La Dégénérescence de la Nation
Haaretz est responsable de Bibi - Partie 2 : Ce n'est pas ainsi qu'on construit un mur
"Haaretz" a préféré s'effondrer sous les contraintes d'audience et se cacher derrière un mur payant - le seul en Israël ! - par manque de réflexion sur les alternatives, et surtout - par manque de réflexion sur les implications de cette décision. La société israélienne et la communauté des lecteurs de Haaretz en ont été affectées de deux manières opposées - qui ont rompu leurs liens mutuels
Par : La Chienne
Tête contre le mur. Et après on s'étonne du lavage de cerveau que Bibi a fait aux Israéliens (Source)
Récemment, Haaretz titrait : "La création d'Israel Hayom - le jour décisif dans la carrière de Netanyahou". L'argument était qu'à la lumière de ses complications pénales concernant la presse, la raison pour laquelle il a avancé les élections précédentes (presse), et en général toutes ses relations avec la presse (presse !) - le cadeau qu'un magnat propriétaire d'un journal a fait à Netanyahou il y a des années apparaît comme le tournant de sa carrière, ainsi que du virage idéologique israélien vers la droite profonde. Mais il y a un autre magnat propriétaire d'un journal, qui a fait à Netanyahou un cadeau peut-être tout aussi important il y a des années, qui s'est aussi révélé rétrospectivement comme un point central dans le virage israélien vers la droite profonde. Il s'appelle Schocken. Et ce cadeau s'appelle le mur payant.

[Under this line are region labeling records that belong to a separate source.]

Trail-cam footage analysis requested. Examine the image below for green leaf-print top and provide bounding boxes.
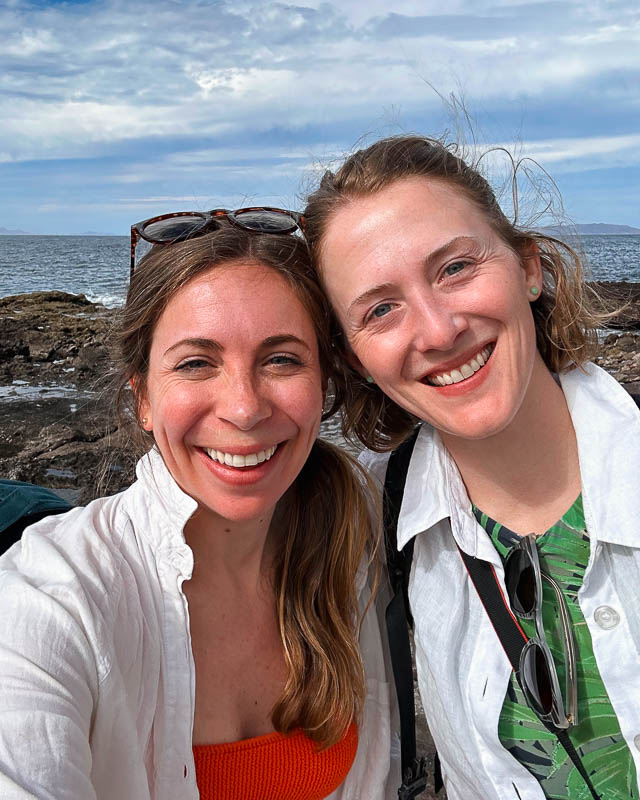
[474,496,638,800]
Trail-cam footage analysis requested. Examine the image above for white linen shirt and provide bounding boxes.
[361,364,640,800]
[0,451,399,800]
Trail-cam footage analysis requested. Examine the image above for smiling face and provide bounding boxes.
[139,261,324,521]
[320,177,546,439]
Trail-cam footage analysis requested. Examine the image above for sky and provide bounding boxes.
[0,0,640,235]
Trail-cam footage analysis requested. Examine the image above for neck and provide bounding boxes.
[184,509,274,591]
[442,357,580,533]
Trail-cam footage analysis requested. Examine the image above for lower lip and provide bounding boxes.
[198,442,286,486]
[426,346,495,397]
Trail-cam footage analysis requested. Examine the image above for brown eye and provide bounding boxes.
[371,303,391,317]
[444,261,467,275]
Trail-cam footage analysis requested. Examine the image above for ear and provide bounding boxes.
[520,240,542,303]
[129,378,153,431]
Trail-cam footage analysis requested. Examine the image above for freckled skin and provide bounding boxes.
[140,262,323,528]
[320,178,549,439]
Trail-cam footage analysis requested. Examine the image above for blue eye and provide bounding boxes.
[444,261,467,275]
[269,353,301,367]
[371,303,391,317]
[176,358,209,371]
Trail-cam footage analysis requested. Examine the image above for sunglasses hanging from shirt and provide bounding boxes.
[458,548,601,800]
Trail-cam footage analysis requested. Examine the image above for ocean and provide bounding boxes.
[0,235,640,307]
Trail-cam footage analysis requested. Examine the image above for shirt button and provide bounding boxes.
[593,606,620,631]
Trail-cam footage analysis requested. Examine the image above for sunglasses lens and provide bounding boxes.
[520,639,553,715]
[504,548,536,617]
[142,214,205,244]
[230,209,298,233]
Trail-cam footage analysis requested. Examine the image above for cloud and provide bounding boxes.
[0,0,640,227]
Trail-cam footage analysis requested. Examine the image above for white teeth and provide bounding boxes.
[204,444,277,467]
[427,345,493,386]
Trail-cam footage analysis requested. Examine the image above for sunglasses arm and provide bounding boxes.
[541,571,578,725]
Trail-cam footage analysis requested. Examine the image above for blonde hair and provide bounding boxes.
[117,222,378,746]
[305,136,610,450]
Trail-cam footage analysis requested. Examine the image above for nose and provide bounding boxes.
[216,374,272,431]
[411,293,468,352]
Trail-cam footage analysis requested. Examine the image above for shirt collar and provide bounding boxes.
[133,447,198,577]
[397,422,499,563]
[397,364,640,563]
[560,364,640,547]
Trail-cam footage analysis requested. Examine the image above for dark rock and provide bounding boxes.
[0,292,135,503]
[589,281,640,330]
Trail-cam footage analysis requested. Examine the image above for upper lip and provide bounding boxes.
[202,442,282,456]
[421,339,495,380]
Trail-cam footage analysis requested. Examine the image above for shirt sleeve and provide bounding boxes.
[0,544,99,800]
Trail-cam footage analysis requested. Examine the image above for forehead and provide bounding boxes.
[323,177,490,248]
[319,177,499,298]
[153,261,316,344]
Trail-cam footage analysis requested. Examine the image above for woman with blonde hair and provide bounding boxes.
[305,136,640,800]
[0,209,397,800]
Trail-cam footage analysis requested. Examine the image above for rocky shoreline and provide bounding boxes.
[0,283,640,800]
[0,283,640,503]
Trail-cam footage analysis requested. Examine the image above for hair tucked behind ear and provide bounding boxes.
[305,136,612,450]
[114,223,379,746]
[272,440,379,746]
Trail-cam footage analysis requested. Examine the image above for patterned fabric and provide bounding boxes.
[474,496,638,800]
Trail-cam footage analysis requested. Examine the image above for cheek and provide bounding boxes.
[277,375,324,429]
[150,388,205,435]
[349,331,404,376]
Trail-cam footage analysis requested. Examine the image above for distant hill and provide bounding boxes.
[0,227,31,236]
[540,222,640,236]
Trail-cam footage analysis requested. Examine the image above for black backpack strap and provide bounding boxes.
[458,545,601,800]
[383,428,432,800]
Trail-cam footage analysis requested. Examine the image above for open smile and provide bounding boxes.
[202,443,280,469]
[423,342,495,386]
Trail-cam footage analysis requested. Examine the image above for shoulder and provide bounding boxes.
[0,490,142,676]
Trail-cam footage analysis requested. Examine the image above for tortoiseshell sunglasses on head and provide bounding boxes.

S'il y avait un autre cadeau que Netanyahou aurait pu souhaiter, outre un journal maison gratuit, ouvert, libre, favorable et aimant, c'était que le journal opposé, hostile, contestataire et le plus prestigieux du marché, se cache derrière un mur, l'empêchant d'atteindre des publics au-delà de son lectorat le plus fidèle. Haaretz ne convaincrait que les convaincus, et Israel Hayom convaincrait tous les autres. Dans les deux cas, il s'agit exactement de la même méthode d'irrigation, certes lente mais très efficace sur le long terme pour faire croître des tendances : la méthode du goutte-à-goutte. Dans Haaretz, elle est plus sophistiquée et dissimulée, donc beaucoup plus efficace et dangereuse que la méthode plutôt transparente d'Israel Hayom, c'est pourquoi il était très important qu'elle n'atteigne pas le grand public en Israël.

Qu'a créé le mur payant de Haaretz ? Tout d'abord, le mur est transparent pour ceux qui sont à l'intérieur. Pour ceux qui lisent les contenus, il est facile d'oublier très rapidement tous ceux qui ne peuvent pas lire, et de sentir comme si les choses publiées avaient un réel écho dans l'israélité. Elles n'en ont pas. Même les auteurs l'oublient, car ils peuvent tout lire, tout comme leur entourage, et la conscience refoule à quel point c'est éloigné de la situation dans le monde extérieur. Avant le mur, et pendant des années, Haaretz était pionnier dans les médias numériques, et avait en fait un point de départ bien plus élevé qu'Israel Hayom, et bien plus élevé que l'exposition dont il bénéficiait avant l'ère numérique (environ 700 000 visiteurs mensuels à l'époque, aujourd'hui cela aurait probablement dépassé le million ou deux et plus, contre quelques dizaines de milliers aujourd'hui qui lisent les contenus derrière le mur).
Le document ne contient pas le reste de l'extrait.